My biggest relief was that they arrived totally unharmed. They survived the 2 hour car trip! Yay! I practically skipped them to the fridge when we arrived and unboxed the cake boxes from their extra sturdy car packaging which was a giant eski and moving tub and lots of beach towels to secure them in. These puppies did not budge! The party-ing could now happen, the cakes had made it and so had we. Bring on the wine and dancing and friends and the big potato and celebrations and love and open fires and bunting and just a really really beautiful weekend celebrating the special couple and love. All the love.
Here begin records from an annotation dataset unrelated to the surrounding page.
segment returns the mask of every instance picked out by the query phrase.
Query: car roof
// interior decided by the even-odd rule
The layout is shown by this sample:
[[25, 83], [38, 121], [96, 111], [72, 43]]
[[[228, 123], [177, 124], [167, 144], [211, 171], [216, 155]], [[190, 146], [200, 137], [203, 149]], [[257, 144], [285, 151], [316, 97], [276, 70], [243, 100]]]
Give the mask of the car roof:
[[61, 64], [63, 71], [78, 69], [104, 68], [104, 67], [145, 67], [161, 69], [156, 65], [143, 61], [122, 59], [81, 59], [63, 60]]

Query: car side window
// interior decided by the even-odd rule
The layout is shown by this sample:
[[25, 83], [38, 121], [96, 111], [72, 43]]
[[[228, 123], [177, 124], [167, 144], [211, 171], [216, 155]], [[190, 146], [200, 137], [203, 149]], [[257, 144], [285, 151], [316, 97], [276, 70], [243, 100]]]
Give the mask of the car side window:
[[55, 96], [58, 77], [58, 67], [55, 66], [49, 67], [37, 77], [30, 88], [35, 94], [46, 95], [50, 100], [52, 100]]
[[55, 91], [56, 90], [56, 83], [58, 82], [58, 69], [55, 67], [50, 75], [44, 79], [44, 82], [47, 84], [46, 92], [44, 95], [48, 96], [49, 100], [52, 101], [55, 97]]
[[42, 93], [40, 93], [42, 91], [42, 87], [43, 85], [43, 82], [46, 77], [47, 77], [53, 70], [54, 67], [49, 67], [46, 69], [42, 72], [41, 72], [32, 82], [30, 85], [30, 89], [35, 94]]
I was pretty proud of them all dressed up with their flower crowns on, looking dashing. I think all three were delicious and I think I think others did too... unless everyone was just being very nice or I'd had too much wine... it could also be a combo of both.

Anyway, thought I'd share the carrot cake recipes I used here. Sorry no pics on the inside of the cake... I'd had too much fun and wine at this point in the night to even think of taking a photo of the cut cake for my lovely reader. Selfish, I know. You'll just have to make it find our for your self.


Carrot Cake

makes one 20-cm round cake (using two 20-cm round cake tins)
Recipe adapted from What to Bake and How to Bake it by Jane Hornby.
*For the wedding cake pictured, I tripled the recipe and used two 30cm round cake tins.

100g walnuts
200ml vegetable oil, plus extra for greasing
250g plain flour
2 teaspoon baking powder
1/2 teaspoon baking soda
2 teaspoon mixed spice
1/2 teaspoon salt
200g light brown soft sugar
1 orange
3 eggs
250g carrots, peeled and coarsely grated (roughly 300g whole carrots)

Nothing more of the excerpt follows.